(Domingo, BRA, 2018)
Comédia
Direção: Fellipe Barbosa e Clara Linhart
Elenco: Ítala Nandi, Camila Morgado, Augusto Madeira, Martha Nowill, Michael Warhmann, Ismael Caneppele, Clemente Viscaíno, Silvana Silvia, Chay Sued
Roteiro: Lucas Paraizo
Duração: 88 min.
Nota: 5 ★★★★★☆☆☆☆☆

Abril de 2018. Luiz Inácio Lula da Silva é preso, condenado em uma das investigações da Operação Lava Jato, pela posse de um triplex que nunca esteve em seu nome. Até chegar a esse ponto, além de muitos e graves equívocos do partido que fundou e que esteve no poder por 16 anos, houve um trabalho intensivo de desconstrução da sua imagem e apagamento de suas ações. Em um país sacudido por eventos políticos externos e incoerentes, Lula tornou-se, para uns, a representação de tudo de mal que existe na terra, o homem que inventou a corrupção, e, para outros, uma espécie de mártir, o homem que pode salvar o Brasil.

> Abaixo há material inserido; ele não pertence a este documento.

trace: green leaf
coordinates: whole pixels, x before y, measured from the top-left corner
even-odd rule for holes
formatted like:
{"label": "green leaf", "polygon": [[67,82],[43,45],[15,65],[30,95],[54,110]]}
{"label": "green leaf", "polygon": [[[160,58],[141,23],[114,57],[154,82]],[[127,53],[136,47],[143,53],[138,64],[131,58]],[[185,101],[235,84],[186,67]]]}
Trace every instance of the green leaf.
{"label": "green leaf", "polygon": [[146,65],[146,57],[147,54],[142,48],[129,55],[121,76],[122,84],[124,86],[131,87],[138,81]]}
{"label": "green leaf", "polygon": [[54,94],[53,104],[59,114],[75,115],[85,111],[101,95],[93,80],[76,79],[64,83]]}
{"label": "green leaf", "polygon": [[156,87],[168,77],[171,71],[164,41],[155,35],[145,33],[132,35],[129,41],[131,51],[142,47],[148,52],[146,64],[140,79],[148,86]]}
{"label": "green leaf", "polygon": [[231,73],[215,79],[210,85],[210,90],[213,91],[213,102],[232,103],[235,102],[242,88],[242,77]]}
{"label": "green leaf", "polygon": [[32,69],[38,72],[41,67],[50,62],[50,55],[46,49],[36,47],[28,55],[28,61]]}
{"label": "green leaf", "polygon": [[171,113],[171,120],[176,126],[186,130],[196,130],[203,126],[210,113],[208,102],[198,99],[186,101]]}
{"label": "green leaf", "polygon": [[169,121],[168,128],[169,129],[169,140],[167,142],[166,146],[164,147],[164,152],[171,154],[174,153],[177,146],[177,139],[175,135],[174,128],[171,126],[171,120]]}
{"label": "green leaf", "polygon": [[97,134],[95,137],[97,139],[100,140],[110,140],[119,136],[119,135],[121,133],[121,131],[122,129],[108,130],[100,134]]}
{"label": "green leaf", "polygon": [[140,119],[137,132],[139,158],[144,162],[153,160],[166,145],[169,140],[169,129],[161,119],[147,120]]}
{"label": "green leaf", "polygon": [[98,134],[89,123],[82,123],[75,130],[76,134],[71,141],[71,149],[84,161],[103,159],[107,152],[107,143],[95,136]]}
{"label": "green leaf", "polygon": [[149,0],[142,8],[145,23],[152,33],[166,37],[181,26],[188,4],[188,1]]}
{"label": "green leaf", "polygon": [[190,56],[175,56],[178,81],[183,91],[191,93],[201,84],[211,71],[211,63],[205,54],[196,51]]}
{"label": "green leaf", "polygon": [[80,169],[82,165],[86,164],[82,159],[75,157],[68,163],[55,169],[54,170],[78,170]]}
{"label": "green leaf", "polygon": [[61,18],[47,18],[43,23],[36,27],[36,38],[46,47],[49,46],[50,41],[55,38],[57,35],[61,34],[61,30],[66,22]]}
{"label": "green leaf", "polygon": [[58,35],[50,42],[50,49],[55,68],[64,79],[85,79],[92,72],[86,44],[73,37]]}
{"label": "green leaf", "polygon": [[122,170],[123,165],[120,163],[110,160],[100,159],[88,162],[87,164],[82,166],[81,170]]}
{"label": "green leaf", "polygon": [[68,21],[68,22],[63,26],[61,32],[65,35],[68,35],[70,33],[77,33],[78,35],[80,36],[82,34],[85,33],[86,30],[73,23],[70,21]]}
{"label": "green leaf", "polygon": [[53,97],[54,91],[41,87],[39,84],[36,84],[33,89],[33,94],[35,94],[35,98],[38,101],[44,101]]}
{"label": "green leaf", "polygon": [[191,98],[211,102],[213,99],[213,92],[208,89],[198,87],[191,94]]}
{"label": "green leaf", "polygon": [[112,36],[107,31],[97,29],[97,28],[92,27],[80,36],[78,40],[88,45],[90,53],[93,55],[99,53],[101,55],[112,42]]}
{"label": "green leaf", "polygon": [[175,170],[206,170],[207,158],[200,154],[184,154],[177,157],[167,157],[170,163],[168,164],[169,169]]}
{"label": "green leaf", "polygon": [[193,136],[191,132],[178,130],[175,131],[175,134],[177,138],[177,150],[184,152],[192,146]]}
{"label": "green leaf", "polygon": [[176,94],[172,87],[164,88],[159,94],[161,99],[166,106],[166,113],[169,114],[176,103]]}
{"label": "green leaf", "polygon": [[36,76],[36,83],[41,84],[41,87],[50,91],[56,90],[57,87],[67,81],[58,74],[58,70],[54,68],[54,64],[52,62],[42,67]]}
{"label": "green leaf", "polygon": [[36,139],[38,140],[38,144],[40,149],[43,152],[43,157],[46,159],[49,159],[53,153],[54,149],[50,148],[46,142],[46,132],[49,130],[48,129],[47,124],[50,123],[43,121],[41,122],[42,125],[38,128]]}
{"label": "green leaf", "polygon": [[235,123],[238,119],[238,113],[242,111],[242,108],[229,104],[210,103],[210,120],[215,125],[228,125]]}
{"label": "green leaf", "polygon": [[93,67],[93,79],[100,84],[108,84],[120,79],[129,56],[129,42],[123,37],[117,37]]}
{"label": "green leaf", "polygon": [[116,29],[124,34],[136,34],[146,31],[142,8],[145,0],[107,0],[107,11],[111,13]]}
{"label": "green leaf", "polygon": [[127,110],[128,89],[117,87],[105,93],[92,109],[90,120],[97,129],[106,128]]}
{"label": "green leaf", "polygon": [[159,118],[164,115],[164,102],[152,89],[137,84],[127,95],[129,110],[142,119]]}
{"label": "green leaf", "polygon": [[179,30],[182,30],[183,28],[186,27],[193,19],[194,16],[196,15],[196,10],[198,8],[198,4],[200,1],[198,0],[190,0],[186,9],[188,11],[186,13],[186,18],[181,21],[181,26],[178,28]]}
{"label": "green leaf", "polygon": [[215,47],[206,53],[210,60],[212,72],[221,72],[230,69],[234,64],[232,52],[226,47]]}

Mas, por mais que se faça, fale e prenda, nada será capaz de reverter a mudança social que começou naquele 1° de janeiro de 2003, quando Lula tomou posse como presidente. É isso que está por trás de Domingo, longa-metragem de Fillipe Barbosa e Clara Linhart, escolhido para a abertura do 51° Festival de Brasília.

Em uma casa decadente, a burguesia também decadente se reúne para comemorar o primeiro dia do ano, daquele mesmo 2003. Em seu roteiro, Lucas Paraizo pulveriza relações quebradas e constrangimentos próprios e alheios. Somando a isso a aposta da dupla de diretores em uma atuação livre, os personagens acabam quase abandonados em determinações estereotipadas e em eventos por vezes repetitivos, por vezes aleatórios.

A construção da terceira geração do filme é insegura, destaca-se pelo maniqueísmo e não consegue encontrar o equilíbrio nas atuações. E isso acaba refletido, de certo modo e até pela organicidade que o método narrativo escolhido exige, em todo o elenco. A exceção está em Camila Morgado como Bete, dona absoluta de todas as cenas, e em Silvana Silvia, Augusto Madeira e Michael Wahrmann.

Há em Domingo (que na verdade foi uma quarta-feira) uma preocupação muito evidente em criar planos e impressionar com a lapidação do tempo, assim como a vontade de alcançar os eventos políticos que acontecem hoje no país, buscando a sua história. Ambas as intenções são alcançadas: esteticamente tem-se um produto belo, que sabe se aproveitar de referências, e politicamente há um texto bem delimitado, porém, o longa não encontra um meio de fugir ao artificialismo.

Pensando-se em contexto, há momentos muito interessantes, como a presença marcante de Inês, interpretada por Silvana, em embates não explícitos com os patrões; a ausência de moral e uma proposital fuga do debate político por aquelas pessoas que se prendem aos seus privilégios; a intervenção de um externo que contraria tudo aquilo e que ganha dimensão ao quando encontra a percepção de espectadores que já passaram por aquilo e reconhecem as mudanças, entre outros.

Mas, mesmo encontrando esse lugar na memória e na capacidade de projeção do explícito, o filme envereda pelo caminho do óbvio. Tudo é evidente demais, tudo tem que ser repetido várias vezes. Voltando à filmografia do próprio Fellipe Barbosa, é como se Domingo fosse uma versão estendida do churrasco das cotas de Casa Grande (bom filme também sobre a classe alta). O que no filme de 2014 chegava como um deslize na obviedade, aqui contamina toda obra.

Em um país com sérios problemas de memória e onde as pessoas teimam em não falar ou escutar sobre o passado, é importante que se resgate as mais importantes mudanças sociais pelas quais passou a sociedade brasileira nos últimos anos. É fundamental que se olhe para trás e se perceba o que aconteceu, dando os créditos a quem realmente mereça, sem ódios e adorações. Domingo tem todos os méritos por fazer isso, mas só resgatar não é o suficiente para que o resultado seja realmente um bom filme.

Um Grande Momento:
Camila Morgado, em todos os momentos.